Konrad Staehelin, Tages-Anzeiger, 18.09.2021

Die Fluggesellschaft Swiss hat aufgrund der COVID-19 Pandemie eine Finanzspritze in Milliardenhöhe erhalten – unter bestimmten Bedingungen. Als Kontrollinstanz setzte der Bundesrat im Dezember 2020 eine Luftfahrtstiftung ein. Aufgelöst wird die Stiftung, sobald die Swiss den Kredit zurückgezahlt hat. Doch es gibt Fragezeichen bei der Zusammensetzung – und kaum Transparenz. Selbst innerhalb der Bundesverwaltung gab es Kritik daran, wie die Auswahl der Mitglieder der Stiftungsleitung ablief. Das zeigt ein Schriftwechsel aus der Bundesverwaltung vom Oktober 2020, den der «Tages-Anzeiger» gestützt auf das Öffentlichkeitsgesetz einsehen konnte.
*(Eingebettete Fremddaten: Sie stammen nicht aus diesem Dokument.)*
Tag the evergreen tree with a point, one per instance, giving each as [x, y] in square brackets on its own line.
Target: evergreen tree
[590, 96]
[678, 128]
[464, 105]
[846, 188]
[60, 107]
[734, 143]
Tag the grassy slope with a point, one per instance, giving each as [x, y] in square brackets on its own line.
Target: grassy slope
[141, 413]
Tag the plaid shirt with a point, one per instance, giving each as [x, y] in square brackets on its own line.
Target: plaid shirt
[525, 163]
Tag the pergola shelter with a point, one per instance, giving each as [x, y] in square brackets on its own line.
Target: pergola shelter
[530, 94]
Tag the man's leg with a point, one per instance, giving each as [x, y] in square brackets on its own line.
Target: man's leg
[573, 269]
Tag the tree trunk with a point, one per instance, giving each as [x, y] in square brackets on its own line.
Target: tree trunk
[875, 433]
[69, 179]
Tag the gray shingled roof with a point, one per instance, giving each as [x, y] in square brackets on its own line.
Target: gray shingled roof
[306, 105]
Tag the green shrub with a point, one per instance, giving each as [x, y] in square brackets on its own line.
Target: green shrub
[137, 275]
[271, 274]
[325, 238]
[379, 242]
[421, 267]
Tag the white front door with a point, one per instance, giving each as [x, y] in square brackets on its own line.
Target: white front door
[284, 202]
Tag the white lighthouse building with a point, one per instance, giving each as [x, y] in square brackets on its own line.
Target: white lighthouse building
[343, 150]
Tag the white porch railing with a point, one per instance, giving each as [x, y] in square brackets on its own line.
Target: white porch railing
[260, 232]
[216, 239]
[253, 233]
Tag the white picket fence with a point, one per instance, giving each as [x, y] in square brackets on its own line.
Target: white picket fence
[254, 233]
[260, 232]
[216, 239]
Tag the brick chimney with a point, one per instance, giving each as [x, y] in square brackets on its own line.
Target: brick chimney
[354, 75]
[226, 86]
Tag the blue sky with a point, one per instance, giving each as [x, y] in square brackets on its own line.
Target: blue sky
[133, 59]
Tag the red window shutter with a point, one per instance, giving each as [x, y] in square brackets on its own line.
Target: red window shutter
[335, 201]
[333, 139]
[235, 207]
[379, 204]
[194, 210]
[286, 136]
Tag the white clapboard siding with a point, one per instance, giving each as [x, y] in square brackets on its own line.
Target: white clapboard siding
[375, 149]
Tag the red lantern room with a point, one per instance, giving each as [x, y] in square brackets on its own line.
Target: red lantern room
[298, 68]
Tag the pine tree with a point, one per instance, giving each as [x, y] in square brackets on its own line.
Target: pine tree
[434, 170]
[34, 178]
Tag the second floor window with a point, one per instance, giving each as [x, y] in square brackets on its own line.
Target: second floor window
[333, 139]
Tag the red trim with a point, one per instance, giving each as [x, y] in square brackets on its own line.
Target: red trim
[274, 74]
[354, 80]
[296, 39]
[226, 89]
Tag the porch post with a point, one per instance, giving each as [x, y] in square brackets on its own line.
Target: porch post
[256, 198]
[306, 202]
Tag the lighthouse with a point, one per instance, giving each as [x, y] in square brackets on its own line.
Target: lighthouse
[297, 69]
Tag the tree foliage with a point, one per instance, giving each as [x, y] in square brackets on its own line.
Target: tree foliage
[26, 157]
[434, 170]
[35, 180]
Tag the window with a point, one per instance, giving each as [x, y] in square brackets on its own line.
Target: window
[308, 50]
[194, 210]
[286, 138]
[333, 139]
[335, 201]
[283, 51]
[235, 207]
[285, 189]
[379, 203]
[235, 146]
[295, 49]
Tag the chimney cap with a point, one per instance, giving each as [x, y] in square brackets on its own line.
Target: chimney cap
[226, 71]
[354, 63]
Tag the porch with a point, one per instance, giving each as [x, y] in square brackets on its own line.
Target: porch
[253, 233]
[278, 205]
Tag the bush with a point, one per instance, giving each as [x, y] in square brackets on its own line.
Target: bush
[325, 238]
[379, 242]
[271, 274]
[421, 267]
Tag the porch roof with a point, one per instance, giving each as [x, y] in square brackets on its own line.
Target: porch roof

Drei der fünf Mitglieder des Stiftungsrats inklusive der Präsidentin wurden vom Bundesamt für Zivilluftfahrt bestimmt, aber über den Auswahlprozess sei nichts bekannt, bemängelte die Eidgenössische Finanzverwaltung. Auch in der korrigierten Version der Ämterkonsultation wurde der Beschrieb des Auswahlprozesses maximal knapp gehalten.